Crumb (film)

From Wikipedia, the free encyclopedia

Crumb

Film poster
Directed by Terry Zwigoff
Produced by David Lynch
Lynn O'Donnell
Terry Zwigoff
Starring Robert Crumb
Music by David Boeddinghaus
Cinematography Maryse Alberti
Editing by Victor Livingston
Distributed by Sony Pictures Classics
Release date(s) September 10, 1994
Running time 119 min.
Language English
All Movie Guide profile
IMDb profile

Crumb is a 1994 documentary film about the noted underground comic artist Robert Crumb (R. Crumb) and his family. Directed by Terry Zwigoff, it won widespread acclaim, including the Grand Jury Prize at the Sundance Film Festival. The late critic Gene Siskel hailed Crumb as the best film of the year, as did critic Jeffrey M. Anderson, who writes for the San Francisco Examiner.

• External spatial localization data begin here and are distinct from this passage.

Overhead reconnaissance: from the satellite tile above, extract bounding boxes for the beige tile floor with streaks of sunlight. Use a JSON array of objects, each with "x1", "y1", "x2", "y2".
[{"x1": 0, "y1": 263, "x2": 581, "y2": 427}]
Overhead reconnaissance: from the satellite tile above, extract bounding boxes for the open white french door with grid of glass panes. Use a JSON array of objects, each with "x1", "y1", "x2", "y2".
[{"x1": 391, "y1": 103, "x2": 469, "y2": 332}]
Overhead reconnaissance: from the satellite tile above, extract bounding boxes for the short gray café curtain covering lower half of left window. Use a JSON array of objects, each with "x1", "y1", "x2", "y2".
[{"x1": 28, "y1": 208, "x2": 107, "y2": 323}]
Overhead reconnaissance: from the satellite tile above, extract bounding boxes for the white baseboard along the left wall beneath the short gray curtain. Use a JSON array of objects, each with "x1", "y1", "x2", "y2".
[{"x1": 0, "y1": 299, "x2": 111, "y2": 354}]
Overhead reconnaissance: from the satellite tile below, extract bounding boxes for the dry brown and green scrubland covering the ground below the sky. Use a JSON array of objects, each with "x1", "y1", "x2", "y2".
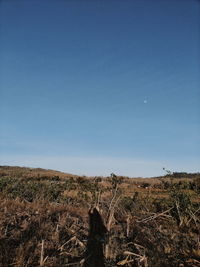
[{"x1": 0, "y1": 166, "x2": 200, "y2": 267}]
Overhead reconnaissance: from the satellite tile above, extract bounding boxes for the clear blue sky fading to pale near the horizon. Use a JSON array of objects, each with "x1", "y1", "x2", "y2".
[{"x1": 0, "y1": 0, "x2": 200, "y2": 177}]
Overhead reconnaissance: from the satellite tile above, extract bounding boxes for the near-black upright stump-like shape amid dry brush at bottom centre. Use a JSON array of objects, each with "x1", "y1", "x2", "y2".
[{"x1": 83, "y1": 208, "x2": 107, "y2": 267}]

The tagline for the film is "Weird Sex, Obsession, Comic Books"; and while it is certainly full of all three, Crumb is considered a moving film about the experiences and characters of the Crumb family, particularly Robert Crumb's brothers, Maxon and Charles, his wife and children (his sisters declined to be interviewed).

Robert Crumb initially did not want to make the film, but eventually agreed. There was an urban legend accidentally created by Roger Ebert, that Terry Zwigoff made Crumb cooperate by threatening to shoot himself. Ebert has clarified this in the commentary of the film's recent rerelease.